Tuesday, August 5, 2008

POKER DRIVEL: Play For Yourself

Especially on Poker Academy, I see a lot of people who are honestly trying to get better at poker. They're humble (good), they generally play tight (good), and they're self-conscious about how the other players at the table view them (bad, bad, bad)...

"I better be careful not to get caught playing 2-3 offsuit. God forbid they think I'm a fish."

I went through that phase also. I cared more about whether I had built a solid table image and gained the respect of the other players than I cared about winning. I realize now that I was playing right into the hands of the more wily players at the table and hamstringing my own poker game.

The desire to play the game well is admirable. To my thinking, there's no reason to play poker at all if you're not striving to play well and improve as you go. BUT... The last thing you should do is define the quality of your play by the feedback you get from your opponents around the table.

Why? Let me count the ways...
  1. The most vocal players out there, the ones who most like to critique the play of others, tend to be mediocre players. It's the schoolyard bully complex. They're berating the play of others in order to feel like they know what they're doing. They're artificially padding their own confidence by convincing themselves they're surrounded by donks.
  2. The other players around the table want to take away your money (or PAX). It's only natural for them to be disappointed when you take theirs instead. Most players take this in stride, as a natural occurrence of the game, but many are less mature and will attack your poker game like a petulant child. It's often not based on any kind of logic. They're just sore losers.
  3. The third type of attack is far more sinister and dangerous than the first two... Some truly decent, wily poker players use these tactics to manipulate you. They take advantage of your lack of confidence to shake you and get you off your game. It's cheap and sleazy, but it's remarkably effective against players who are vulnerable... Remember that poker is a predatory game where lying and manipulation are not only accepted but encouraged and rewarded.

Allowing any of these people in your head is a bad thing. You're trying to improve your game through a natural, honest interchange of actions and responses... But poker is no place for such an approach. It opens you up to a whole lot of bogus input that will not only hurt your performance at the current game but could also foster bad habits down the road.

Instead, pay attention to the game its self. Remember what worked and what didn't. Remember how people reacted with the chips, not with their mouths. Measure the quality of your game by the long-term results. If you're making money (or PAX) playing poker, you're doing better than the vast majority of the people who're trying to tell you how to play.

If you MUST seek validation from other people, I suggest two methods...

  1. Read the advice of the pros. I'm not a big fan of picking up a bunch of books and trying to emulate the play of any given poker player, but reading their input, trying their tricks, and measuring their advice against results can be a good way to improve your game. I especially like Ed Miller's Noted Poker Authority site for powerful tidbits and "meat" advice without all the fluff and filler of the "how to" poker books. (http://www.notedpokerauthority.com/)
  2. Pick a player or two around the table whose appears solid and successful.
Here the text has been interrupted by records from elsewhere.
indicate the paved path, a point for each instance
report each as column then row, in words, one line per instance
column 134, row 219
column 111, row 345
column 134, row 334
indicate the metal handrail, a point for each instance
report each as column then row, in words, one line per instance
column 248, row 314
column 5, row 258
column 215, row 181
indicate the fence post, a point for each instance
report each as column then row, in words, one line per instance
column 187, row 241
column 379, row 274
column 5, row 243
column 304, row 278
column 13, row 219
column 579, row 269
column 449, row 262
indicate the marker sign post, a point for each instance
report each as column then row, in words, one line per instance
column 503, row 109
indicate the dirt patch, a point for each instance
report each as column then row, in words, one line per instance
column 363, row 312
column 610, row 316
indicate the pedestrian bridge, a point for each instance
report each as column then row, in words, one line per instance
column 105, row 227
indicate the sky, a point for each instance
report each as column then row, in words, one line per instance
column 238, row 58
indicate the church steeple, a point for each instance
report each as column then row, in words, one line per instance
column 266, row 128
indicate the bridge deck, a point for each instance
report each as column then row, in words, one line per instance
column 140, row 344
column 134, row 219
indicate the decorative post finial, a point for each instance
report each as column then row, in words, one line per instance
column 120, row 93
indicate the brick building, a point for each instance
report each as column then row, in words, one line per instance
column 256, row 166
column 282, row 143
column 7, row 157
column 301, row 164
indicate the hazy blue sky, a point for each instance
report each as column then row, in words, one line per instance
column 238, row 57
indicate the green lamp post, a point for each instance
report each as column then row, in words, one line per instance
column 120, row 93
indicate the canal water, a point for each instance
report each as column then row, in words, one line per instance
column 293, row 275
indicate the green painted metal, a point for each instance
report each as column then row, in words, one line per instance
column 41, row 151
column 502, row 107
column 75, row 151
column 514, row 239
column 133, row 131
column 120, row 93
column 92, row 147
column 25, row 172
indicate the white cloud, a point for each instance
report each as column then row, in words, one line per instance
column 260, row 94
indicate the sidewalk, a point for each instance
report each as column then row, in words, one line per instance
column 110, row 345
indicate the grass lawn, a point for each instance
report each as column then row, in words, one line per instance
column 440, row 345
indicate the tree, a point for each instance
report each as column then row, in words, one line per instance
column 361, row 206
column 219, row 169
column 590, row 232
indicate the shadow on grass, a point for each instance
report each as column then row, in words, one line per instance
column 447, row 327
If you can, talk to that person away from the table, preferably after you're no longer playing against them. Ask them honestly how your play comes across. It's likely they'll say you're too timid - it's the nature of your personality and why this blog post is for you. But they might have some other practical tidbits for you as well... (Besides, we're already working on the timid part by not letting other players get under your skin!)

Remember this... If you've got other players at the table steaming about something you did, and you took down the pot, that's a good thing. When they're saying "what a stupid play" or "how could you raise with that" and rolling their eyes, as long as you're scooping in the chips, you should be taking it as a compliment. You got the better of them.

So long as you're truly working toward a better poker game and never allow yourself to fall in love with gambling or getting lucky at the poker table, walk with pride. Ultimately you should play the game for yourself - not for the approval of anyone else.

1 comment:

bastinptc said...

Good assessment. And this is why I don't mind playing the "Frenchies," as they force one to be a better, careful reader of a hand.